The materials, however, were probably inferior to the original Temple; and we hear nothing of brazen pillars in the porch, nor of the splendid vessels and furniture which made the glory of Solomon’s Temple, so that the Jews were probably justified in mourning over its comparative insignificance.[[110]]
In the last Temple we have a perfect illustration of the mode in which the architectural enterprises of that country were carried out. The priests restored the Temple itself, not venturing to alter a single one of its sacred dimensions, only adding wings to the façade so as to make it 100 cubits wide, and it is said 100 cubits high, while the length remained 100 cubits as before.[[111]] At this period, however, Judea was under the sway of the Romans and under the influence of their ideas, and the outer courts were added with a magnificence of which former builders had no conception, but bore strongly the impress of the architectural magnificence of the Romans.
An area measuring 600 feet each way was enclosed by terraced walls of the utmost lithic grandeur. On these were erected porticoes unsurpassed by any we know of. One, the Stoa Basilica, had a section equal to that of our largest cathedrals, and surpassed them all in length, and within this colonnaded enclosure were ten great gateways, two of which were of surpassing magnificence: the whole making up a rich and varied pile worthy of the Roman love of architectural display, but in singular contrast with the modest aspirations of a purely Semitic people.
It is always extremely difficult to restore any building from mere verbal description, and still more so when erected by a people of whose architecture we know so little as we do of that of the Jews. Still, the woodcut on the opposite page is probably not very far from representing the Temple as it was after the last restoration by Herod, barring of course the screen bearing the Vine mentioned above, which is omitted. Without attempting to justify every detail, it seems such a mixture of Roman with Phœnician forms as might be expected and is warranted by Josephus’s description. There is no feature for which authority could not be quoted, but the difficulty is to know whether or not the example adduced is the right one, or the one which bears most directly on the subject. After all, perhaps, its principal defect is that it does not (how can a modern restoration?) do justice to the grandeur and beauty of the whole.
As it has been necessary to anticipate the chronological sequence of events in order not to separate the temples of the Jews from one another, it may be as well before proceeding further to allude to several temples similarly situated which apparently were originally Semitic shrines but rebuilt in Roman times. That at Palmyra, for instance, is a building very closely resembling that at Jerusalem, in so far at least as the outer enclosure is concerned.[[112]] It consists of a cloistered enclosure of somewhat larger dimensions, measuring externally 730 ft. by 715, with a small temple of an anomalous form in the centre. It wants, however, all the inner enclosures and curious substructures of the Jewish fane; but this may have arisen from its having been rebuilt in late Roman times, and consequently shorn of these peculiarities. It is so similar, however, that it must be regarded as a cognate temple to that at Jerusalem, though re-erected by a people of another race.

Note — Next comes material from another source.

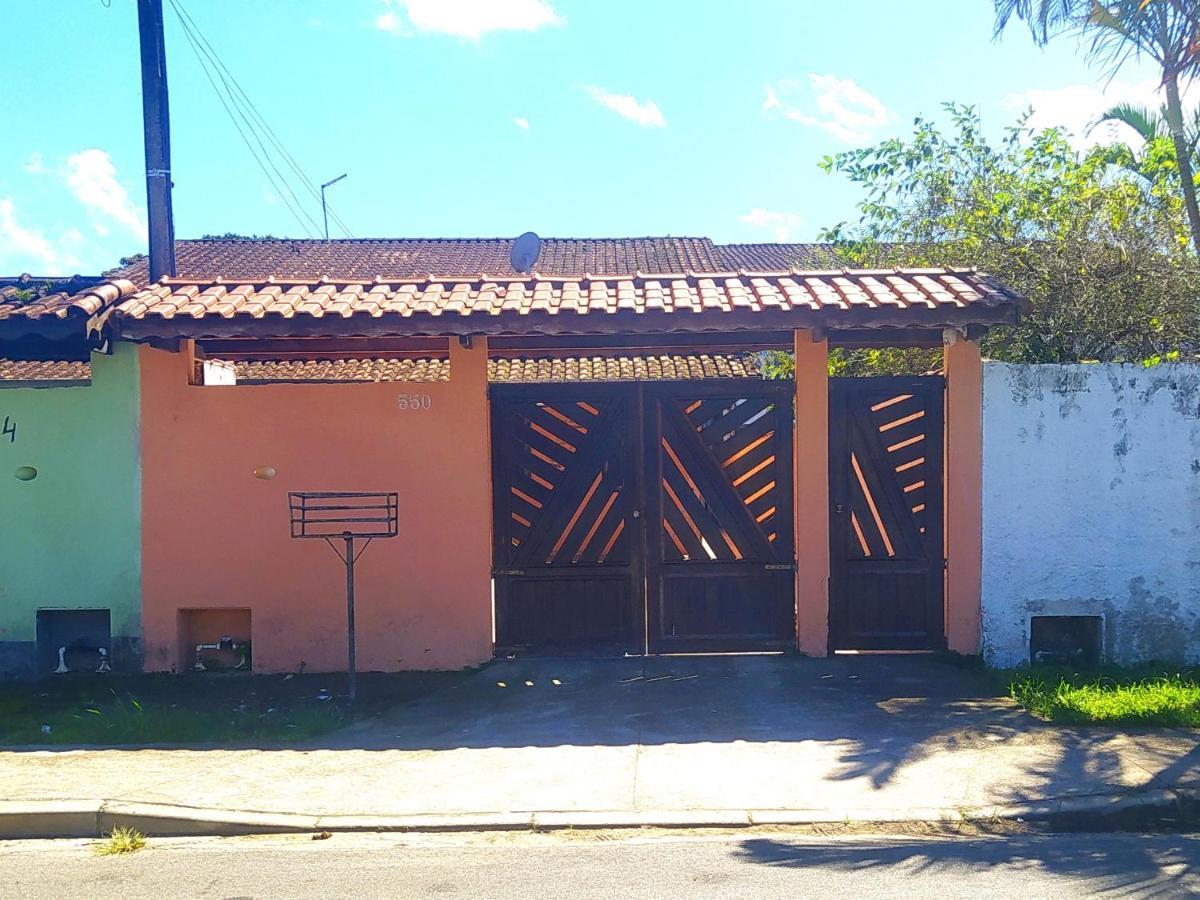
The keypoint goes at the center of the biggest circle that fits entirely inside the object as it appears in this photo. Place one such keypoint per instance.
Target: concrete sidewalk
(604, 743)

A third temple, apparently very similar to these, is that of Kangovar in Persia.[[113]] Only a portion now remains of the great court in which it stood, and which was nearly of the same dimensions as those of Jerusalem and Palmyra, being 660 ft. by 568. In the centre are the vestiges of a small temple. At Aizaini in Asia Minor[[114]] is a fourth, with a similar court; but here the temple is more important, and assumes more distinctly the forms of a regular Roman peristylar temple of the usual form, though still small and insignificant for so considerable an enclosure.
The mosque of Damascus was once one of these great square temple-enclosures, with a small temple, properly so called, in the centre. It may have been as magnificent, perhaps more so, than any of these just enumerated, but it has been so altered by Christian and Moslem rebuildings, that it is almost impossible now to make out what its original form may have been.
None of these are original buildings, but still, when put together and compared the one with the other, and, above all, when examined by the light which discoveries farther east have enabled us to throw on the subject, they enable us to restore this style in something like its pristine form. At present, it is true, they are but the scattered fragments of an art of which it is feared no original specimens now remain, and which can only therefore be recovered by induction from similar cognate examples of other, though allied, styles of art.